This study aimed to address the effects of tDCS applied with the anode over the rIFC on brain activity and network functional connectivity underlying the behavioral change in response inhibition.

Methods:

Thirty participants performed a stop-signal task in a typical laboratory setting as a baseline during the first study visit (i.e., Session 1). In the second visit (at least 24 hours after Session 1), all participants underwent resting-state functional magnetic resonance imaging (rsfMRI) scans before and after 1.5 mA tDCS (Anodal or Sham). Immediately following the post-tDCS rsfMRI, participants performed the same stop-signal task as in Session 1 during an event-related fMRI (efMRI) scan in a 3T scanner. Changes in task performance, i.e., the stop-signal response time (SSRT), a measure of response inhibition efficiency, was determined relative to the participants’ own baseline performance in Session 1.

Results:

Consistent with previous findings, Anodal tDCS facilitated the SSRT. efMRI results showed that Anodal tDCS strengthened the functional connectivity between right pre-supplementary motor area (rPreSMA) and subthalamic nuclei during Stop responses. rsfMRI revealed changes in intrinsic connectivity between rIFC and caudate, and between rIFC, rPreSMA, right inferior parietal cortex (rIPC), and right dorsolateral prefrontal cortex (rDLPFC) after Anodal tDCS. In addition, corresponding to the regions of rsfMRI connectivity change, the efMRI BOLD signal in the rDLPFC and rIPC during Go responses accounted for 74% of the variance in SSRT after anodal tDCS, indicating an effect of tDCS on the Go-Stop process.

Conclusion:

These results indicate that tDCS with the anode over the rIFC facilitates response inhibition by modulating neural activity and functional connectivity in the fronto-basal ganglia as well as rDLPFC and rIPC as an integral part of the response inhibition network.

Keywords: tDCS, fMRI, brain stimulation, prefrontal cortex, response inhibition, inhibitory control

Introduction

Response inhibition refers to the ability to stop an on-going action quickly when it is no longer appropriate (1) and is one of the core components of the human executive function that regulates the dynamics of actions (2).
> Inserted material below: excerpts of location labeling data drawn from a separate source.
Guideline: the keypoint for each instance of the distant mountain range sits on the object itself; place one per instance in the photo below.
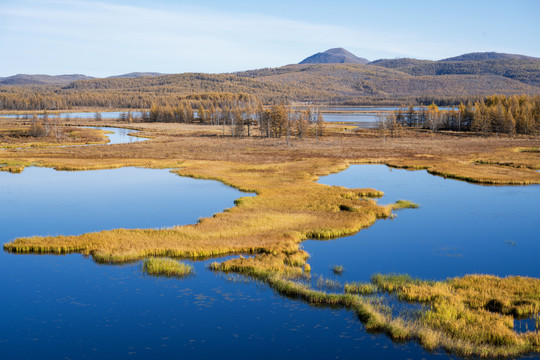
(26, 79)
(334, 56)
(335, 75)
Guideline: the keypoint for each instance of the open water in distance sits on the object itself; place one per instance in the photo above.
(120, 136)
(57, 307)
(460, 228)
(73, 115)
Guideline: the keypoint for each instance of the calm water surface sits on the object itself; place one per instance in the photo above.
(367, 119)
(119, 135)
(76, 115)
(56, 307)
(460, 228)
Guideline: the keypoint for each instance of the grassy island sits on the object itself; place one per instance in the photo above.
(472, 315)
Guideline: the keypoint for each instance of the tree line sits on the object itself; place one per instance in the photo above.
(242, 117)
(495, 114)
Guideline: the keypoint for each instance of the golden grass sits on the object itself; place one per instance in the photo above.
(290, 207)
(166, 267)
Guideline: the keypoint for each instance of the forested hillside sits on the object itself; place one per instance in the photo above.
(389, 82)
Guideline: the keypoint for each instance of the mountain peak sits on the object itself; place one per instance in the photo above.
(334, 56)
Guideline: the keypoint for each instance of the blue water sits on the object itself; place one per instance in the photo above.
(363, 120)
(460, 228)
(120, 136)
(73, 115)
(56, 307)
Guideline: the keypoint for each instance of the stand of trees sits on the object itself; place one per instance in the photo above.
(241, 116)
(494, 114)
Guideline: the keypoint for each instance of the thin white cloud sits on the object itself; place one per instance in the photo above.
(103, 38)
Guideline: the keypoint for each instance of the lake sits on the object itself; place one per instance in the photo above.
(460, 228)
(72, 115)
(119, 135)
(364, 117)
(70, 307)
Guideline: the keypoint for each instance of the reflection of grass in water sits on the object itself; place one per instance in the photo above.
(325, 283)
(469, 316)
(291, 207)
(361, 288)
(338, 269)
(166, 267)
(405, 204)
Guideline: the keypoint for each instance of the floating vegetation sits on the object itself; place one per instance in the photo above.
(361, 288)
(329, 284)
(338, 269)
(166, 267)
(404, 204)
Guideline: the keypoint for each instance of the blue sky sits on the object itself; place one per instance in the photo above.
(109, 37)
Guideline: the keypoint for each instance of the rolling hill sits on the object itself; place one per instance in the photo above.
(26, 79)
(388, 81)
(334, 56)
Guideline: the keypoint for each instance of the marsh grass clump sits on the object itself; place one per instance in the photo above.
(325, 283)
(166, 267)
(404, 204)
(338, 269)
(361, 288)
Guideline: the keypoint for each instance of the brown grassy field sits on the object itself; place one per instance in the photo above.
(291, 207)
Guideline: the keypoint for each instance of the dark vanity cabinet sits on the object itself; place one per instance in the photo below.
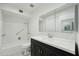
(41, 49)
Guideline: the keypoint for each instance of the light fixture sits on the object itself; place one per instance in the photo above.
(21, 11)
(31, 5)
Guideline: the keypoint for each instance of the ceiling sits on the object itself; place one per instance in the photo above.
(26, 6)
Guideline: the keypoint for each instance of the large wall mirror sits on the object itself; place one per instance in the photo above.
(59, 20)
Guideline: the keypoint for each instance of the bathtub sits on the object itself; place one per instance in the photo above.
(15, 50)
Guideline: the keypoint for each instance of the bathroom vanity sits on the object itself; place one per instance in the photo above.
(46, 47)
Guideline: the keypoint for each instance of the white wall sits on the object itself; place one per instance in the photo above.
(0, 27)
(12, 24)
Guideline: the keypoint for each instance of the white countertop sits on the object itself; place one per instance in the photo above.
(61, 43)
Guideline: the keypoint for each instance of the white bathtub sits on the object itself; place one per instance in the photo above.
(16, 50)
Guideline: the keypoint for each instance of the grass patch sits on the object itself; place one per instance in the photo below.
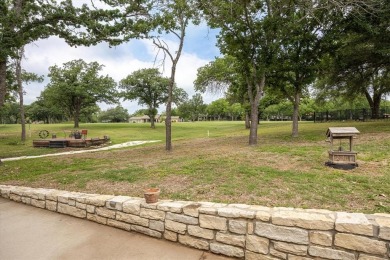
(211, 161)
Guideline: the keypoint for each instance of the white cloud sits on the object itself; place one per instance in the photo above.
(118, 62)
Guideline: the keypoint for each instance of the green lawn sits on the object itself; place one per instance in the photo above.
(211, 161)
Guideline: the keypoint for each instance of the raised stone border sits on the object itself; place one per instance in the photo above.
(236, 230)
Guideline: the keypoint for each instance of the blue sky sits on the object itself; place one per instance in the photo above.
(120, 61)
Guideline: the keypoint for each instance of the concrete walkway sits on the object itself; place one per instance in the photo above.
(30, 233)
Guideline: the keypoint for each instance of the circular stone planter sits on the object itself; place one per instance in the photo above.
(151, 195)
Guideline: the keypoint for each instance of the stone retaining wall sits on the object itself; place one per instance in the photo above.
(236, 230)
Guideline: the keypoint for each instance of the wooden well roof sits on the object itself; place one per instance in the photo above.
(342, 132)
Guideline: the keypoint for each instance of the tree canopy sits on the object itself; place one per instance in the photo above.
(77, 86)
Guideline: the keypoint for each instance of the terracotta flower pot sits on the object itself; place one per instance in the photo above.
(151, 195)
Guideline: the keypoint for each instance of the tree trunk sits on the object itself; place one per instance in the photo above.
(20, 91)
(247, 121)
(254, 119)
(168, 120)
(3, 85)
(375, 109)
(152, 118)
(297, 98)
(77, 117)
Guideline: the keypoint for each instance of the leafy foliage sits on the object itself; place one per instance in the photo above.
(77, 86)
(150, 88)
This ability may be significantly impaired after brain injuries or disorders affecting the fronto-basal ganglia inhibitory circuits, such as traumatic brain injury, drug addiction, attention deficit/hyperactivity disorder, and obsessive-compulsive disorder (39).

A common research paradigm to measure the ability to stop a response rapidly is the stop-signal task (1, 10). During this task, subjects are instructed to respond as quickly as possible to the primary Go stimuli. Occasionally, a stop signal is presented (e.g. a visual cue) shortly after the onset of a primary Go stimulus. Subjects are instructed to try to stop their response as soon as the stop signal appears. The efficiency of response inhibition is estimated using the stop-signal response time (SSRT) (10, 11). Shorter SSRT indicates more efficient response inhibition.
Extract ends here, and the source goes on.